Drawing the lines of congressional and state legislative districts has been controversial since the early days of the republic. In the colonial era, governments used both land units and population as measures of apportionment. County-based systems of redistricting led to great differences in the number of people represented by each legislator. The U.S. Constitution incorporated both land-based (the Senate) and population-based (the House) representation. Most states entering the union used population-based representation in redistricting, but some used a combination of both. Malapportionment – unequal representation by population – was common as states limited the impact of population shifts to urban areas, preserving rural power in state houses.
Controversial too was the practice of gerrymandering – drawing political lines to favor incumbents or particular political parties. The term refers to Elbridge Gerry, the Democratic-Republican governor of Massachusetts who in 1812 sought to draw legislative district lines in his state in such a way as to ensure his party’s dominance of the state senate. The resulting map prompted an artist to add wings, claws and a beak to a Boston-area district. The press called the creature a “Gerrymander.”
Gerrymandering is still practiced today and takes many forms. Bipartisan gerrymandering occurs when political parties agree to draw lines favoring incumbents, thus discouraging newcomers and thwarting voters’ desire for change. Packing is a form of gerrymandering that occurs when lines are drawn to corral voters of one party substantially in one or more districts, thus diluting their power to affect the vote in other districts. Cracking is a form of gerrymandering that dilutes partisan voters’ strength by scattering them among several districts. These techniques have also been used to concentrate or dilute the voting power of minority groups.
By the early 1900s, population disparities among representational districts throughout the United States had become common. Yet courts initially were reluctant to insert themselves in the political machinations of redistricting. As late as 1946, in Colegrove v. Green, the United States Supreme Court declined to give relief in an Illinois case where one district had nine times more people than did another. By 1962, however, the U.S. Supreme Court had had a change of heart. In Baker v. Carr, the court intervened in a suit brought by urban residents who contested the make-up of the rural-controlled Tennessee Legislature, which had not been redistricted since 1901. The court held that complaints against malapportionment were “justiciable” and remanded the case to a lower court. The high court, however, did not specify what level of population disparity between districts could be constitutionally allowable.
But two years later, the U.S. Supreme Court established the “one-man, one-vote” rule, which had far-reaching impact on redistricting across the country. The court, in Wesberry v. Sanders, invoked the 14th Amendment’s equal protection clause, striking down Georgia’s congressional redistricting plan. The court said that “as nearly as is practicable, one man’s vote ought in a congressional election to be worth as much as another’s.”

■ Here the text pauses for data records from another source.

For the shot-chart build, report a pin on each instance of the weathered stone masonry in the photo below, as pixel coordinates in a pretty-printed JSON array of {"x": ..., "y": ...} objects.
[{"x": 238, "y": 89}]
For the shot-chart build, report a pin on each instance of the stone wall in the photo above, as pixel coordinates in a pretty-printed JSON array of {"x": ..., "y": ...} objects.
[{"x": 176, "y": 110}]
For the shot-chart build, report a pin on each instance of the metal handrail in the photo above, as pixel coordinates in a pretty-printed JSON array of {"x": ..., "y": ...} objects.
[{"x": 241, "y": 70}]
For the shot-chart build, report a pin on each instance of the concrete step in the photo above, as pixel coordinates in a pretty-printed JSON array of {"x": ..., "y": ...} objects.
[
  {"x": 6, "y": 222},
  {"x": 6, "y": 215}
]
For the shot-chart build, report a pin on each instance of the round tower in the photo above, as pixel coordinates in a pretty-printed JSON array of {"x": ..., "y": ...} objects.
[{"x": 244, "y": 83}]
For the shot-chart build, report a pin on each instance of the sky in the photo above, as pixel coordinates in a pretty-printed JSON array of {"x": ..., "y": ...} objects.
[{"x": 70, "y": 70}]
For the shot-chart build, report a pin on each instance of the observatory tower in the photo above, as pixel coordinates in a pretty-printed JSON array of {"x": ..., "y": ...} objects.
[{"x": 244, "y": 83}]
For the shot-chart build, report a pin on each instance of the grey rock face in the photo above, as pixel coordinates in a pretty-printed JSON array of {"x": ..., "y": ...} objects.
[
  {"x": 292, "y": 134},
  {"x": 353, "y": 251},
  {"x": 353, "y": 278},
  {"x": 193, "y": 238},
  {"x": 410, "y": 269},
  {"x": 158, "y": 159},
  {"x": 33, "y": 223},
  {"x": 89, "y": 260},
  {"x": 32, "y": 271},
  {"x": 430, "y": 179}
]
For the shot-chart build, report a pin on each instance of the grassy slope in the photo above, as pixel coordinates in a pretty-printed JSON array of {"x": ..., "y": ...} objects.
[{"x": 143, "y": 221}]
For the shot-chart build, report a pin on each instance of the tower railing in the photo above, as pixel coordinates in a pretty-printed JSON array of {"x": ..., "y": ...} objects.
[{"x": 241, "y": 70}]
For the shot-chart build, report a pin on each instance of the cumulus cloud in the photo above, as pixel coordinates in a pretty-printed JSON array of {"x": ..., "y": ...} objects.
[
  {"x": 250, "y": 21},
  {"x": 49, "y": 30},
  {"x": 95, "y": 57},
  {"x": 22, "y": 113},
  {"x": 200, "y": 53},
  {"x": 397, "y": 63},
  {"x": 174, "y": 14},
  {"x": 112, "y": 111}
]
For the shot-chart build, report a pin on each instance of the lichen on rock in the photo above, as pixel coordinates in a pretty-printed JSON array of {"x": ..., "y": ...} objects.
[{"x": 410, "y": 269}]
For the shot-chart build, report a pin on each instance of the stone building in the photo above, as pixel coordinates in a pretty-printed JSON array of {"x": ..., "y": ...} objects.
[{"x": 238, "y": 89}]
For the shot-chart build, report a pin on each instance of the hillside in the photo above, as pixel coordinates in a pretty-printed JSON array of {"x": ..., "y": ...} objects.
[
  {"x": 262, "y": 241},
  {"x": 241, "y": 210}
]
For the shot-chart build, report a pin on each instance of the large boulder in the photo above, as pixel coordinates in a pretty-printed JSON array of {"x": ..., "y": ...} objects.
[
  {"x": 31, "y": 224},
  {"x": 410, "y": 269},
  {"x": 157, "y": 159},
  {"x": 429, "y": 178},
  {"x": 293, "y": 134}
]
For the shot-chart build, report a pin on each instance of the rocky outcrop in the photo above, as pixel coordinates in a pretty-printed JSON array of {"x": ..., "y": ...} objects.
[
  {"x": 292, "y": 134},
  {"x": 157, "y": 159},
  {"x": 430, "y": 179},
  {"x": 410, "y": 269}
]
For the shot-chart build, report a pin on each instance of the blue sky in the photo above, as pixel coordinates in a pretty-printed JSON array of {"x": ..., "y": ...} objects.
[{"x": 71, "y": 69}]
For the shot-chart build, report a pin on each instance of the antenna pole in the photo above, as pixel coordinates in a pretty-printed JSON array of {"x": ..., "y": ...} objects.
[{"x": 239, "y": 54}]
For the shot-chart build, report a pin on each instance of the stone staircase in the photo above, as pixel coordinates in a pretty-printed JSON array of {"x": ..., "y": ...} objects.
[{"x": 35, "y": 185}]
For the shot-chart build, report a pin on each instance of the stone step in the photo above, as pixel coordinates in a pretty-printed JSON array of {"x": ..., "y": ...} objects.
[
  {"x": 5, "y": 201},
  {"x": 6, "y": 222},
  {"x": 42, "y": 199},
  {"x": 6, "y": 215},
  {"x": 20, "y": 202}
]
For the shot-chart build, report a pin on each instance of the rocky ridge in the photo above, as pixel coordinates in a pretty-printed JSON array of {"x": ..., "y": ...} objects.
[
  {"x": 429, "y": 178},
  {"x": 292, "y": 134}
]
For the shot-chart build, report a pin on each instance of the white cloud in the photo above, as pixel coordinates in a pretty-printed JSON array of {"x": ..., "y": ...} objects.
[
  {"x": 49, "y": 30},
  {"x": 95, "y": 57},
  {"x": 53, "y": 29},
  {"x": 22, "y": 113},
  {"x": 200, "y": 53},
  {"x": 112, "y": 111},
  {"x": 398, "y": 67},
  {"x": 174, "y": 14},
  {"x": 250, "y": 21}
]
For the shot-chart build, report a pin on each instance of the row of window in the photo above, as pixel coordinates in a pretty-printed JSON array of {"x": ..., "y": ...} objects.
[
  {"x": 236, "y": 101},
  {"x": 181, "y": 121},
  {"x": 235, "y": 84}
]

In a second 1964 case, Reynolds v. Sims, the court held that both houses of a bicameral state legislature must be “based substantially on population.” The two high court decisions brought a flurry of lawsuits at the state level as reformers sought to correct years of malapportionment in state legislatures. By 1966, 46 of the 50 states had brought their apportionments into conformity with the standard of population equality.
While these court decisions helped address malapportionment, they proved not to be a cure-all for the problem of gerrymandering. Majority parties used the dictum for equal representation to justify bizarrely-shaped districts that preserved their status. In later years, the court began to allow some deviation in district population to preserve political boundaries and to recognize other factors important in representation, such as the cohesion of minority populations.
Redistricting is an iterative and highly contentious process. In many states partisan tensions and lawsuits accompany each redistricting cycle. One especially controversial redistricting example is the 2003 (mid-decade) congressional redistricting in Texas orchestrated by Tom DeLay specifically to maximize the number of Republicans in the Texas Congressional delegation. To prevent a quorum in the Legislature Texas Democrats fled across state lines, but ultimately the plan passed. The Supreme Court of the United States (in League of United Latin American Citizens v. Perry) upheld the new districts as being legal under the federal and Texas Constitutions.